Although interest group ratings from groups including the Colorado Union of Taxpayers, Colorado Conservation Voters, and the American Civil Liberties Union again placed Garza-Hicks solidly within the main body of Republican lawmakers in Colorado, Garza-Hicks was one of only a few Republicans to publicly back a measure introduced by Speaker Andrew Romanoff to reform spending requirements in Colorado's state constitution by diverting excess revenues under TABOR to K-12 education.

Garza-Hicks announced in October 2007 that she would not seek re-election in 2008, citing health issues within her own family, but she did not rule out a future run for public office.

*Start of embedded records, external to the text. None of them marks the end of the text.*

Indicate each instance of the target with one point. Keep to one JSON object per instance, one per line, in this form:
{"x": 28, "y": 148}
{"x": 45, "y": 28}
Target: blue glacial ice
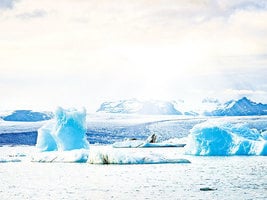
{"x": 66, "y": 133}
{"x": 222, "y": 139}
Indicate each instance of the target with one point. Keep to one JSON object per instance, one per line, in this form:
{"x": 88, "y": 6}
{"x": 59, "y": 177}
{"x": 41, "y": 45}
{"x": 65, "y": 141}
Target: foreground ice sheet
{"x": 212, "y": 138}
{"x": 66, "y": 135}
{"x": 64, "y": 140}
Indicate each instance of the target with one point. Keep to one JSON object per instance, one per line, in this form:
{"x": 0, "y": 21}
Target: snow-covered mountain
{"x": 27, "y": 116}
{"x": 134, "y": 106}
{"x": 241, "y": 107}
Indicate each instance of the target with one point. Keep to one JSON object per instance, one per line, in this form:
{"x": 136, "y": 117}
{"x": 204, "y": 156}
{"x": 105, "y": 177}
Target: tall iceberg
{"x": 223, "y": 139}
{"x": 66, "y": 132}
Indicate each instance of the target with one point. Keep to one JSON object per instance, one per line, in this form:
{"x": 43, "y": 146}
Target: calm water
{"x": 238, "y": 177}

Republicans Kit Roupe and Sheila Hicks (no relation to Garza-Hicks) declared their candidacies for the open seat, but the general election was narrowly won by progressive activist and Democrat Dennis Apuan, who defeated Roupe to win the only Democratic takeover of a Republican-held seat in the 2008 legislative elections in Colorado.

===Later political activity===

While a member of the legislature in 2007, Garza-Hicks was appointed to the War on Terror Fallen Heroes Memorial Commission, which was charged with selecting a design for a memorial to soldiers killed in U.S. actions in Iraq and Afghanistan. She was elected vice-chair at the commission's first meeting; however, after the chairman, former Rep. Rafael Gallegos, left the legislature, the group did not meet again, and Gallegos could not be located. In April 2009, Garza-Hicks expressed a desire that the panel continue its work, but, as vice-chair, stated that she did not have the authority to reconvene it.

In December 2009, Garza-Hicks was announced as a member of county-level leadership for Jane Norton's campaign for the U.S. Senate seat held by Michael Bennet.